The stock market called the recovery 12 months ago.
The GDP is now rebounding. It certainly looks like a recovery. And if it looks like a recovery, quacks like a recovery, and walks like a recovery—well, you know the rest, and it might not be too soon to think about how your firm is positioning itself to take advantage.
Exactly when your business, or at least segments of it, will experience the recovery probably differs from other businesses. This looks to be a slow, differentiated recovery; your mileage may vary.
But whatever your timeframe, there are certain general rules that may help you take advantage of the turn when it does come around.
Ten Steps to Capitalizing on the Emerging (Economic) Recovery
These thoughts, courtesy of an occasional discussion group I’m part of (see author list) are aimed mainly at professional services firms, but in many ways will fit general business as well.

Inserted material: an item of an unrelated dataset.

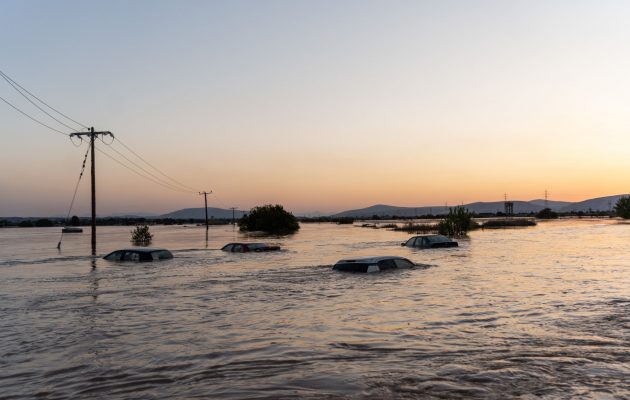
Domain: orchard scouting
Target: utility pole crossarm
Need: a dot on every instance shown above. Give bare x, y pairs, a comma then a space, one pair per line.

1. What changes are now needed in your business acquisition strategy? Which relationships should you seek to strengthen, and where do you selectively want to plant new ones?
2. Business developers: Do a searching and fearless inventory of your past clients and high probability past prospects (particularly those who almost said yes but postponed). Allocate responsibilities—get ready to triage.
3. Service offerings: which of your offerings best helps which of your client types to build their performance in early recovery? Which of your clients’ businesses are poised for growth first?
4. Help define your clients’ recovery-driven issues together with your clients. They may still be in siege mentality. How is this recovery different, for them, from previous ones—what’s is new this time around? How take advantage of those differences? Again—discuss this with your clients.
5. Pricing: move to mildly more aggressive; say no to discretionary discount requests.
6. Raise your minimum size, scope, and duration thresholds for saying ‘yes.’
7. Figure out to whom you’ll say ‘no.’ Use relationship-propensity as a screen–turn down the one-offs.
8. The scarcest resource is always good people, so the best time hire is early in the recovery cycle. For many of you, that means now.
9. What do you want to do more of? What have you been doing during recession that you’d like now to do less of? Is it time to re-balance and re-align selected resources from the likely conservative assumptions of a budget you built six months ago?
10. As others of your clients move into recovery mode—how can you become a prospective partner? What can you do in advance to set the stage?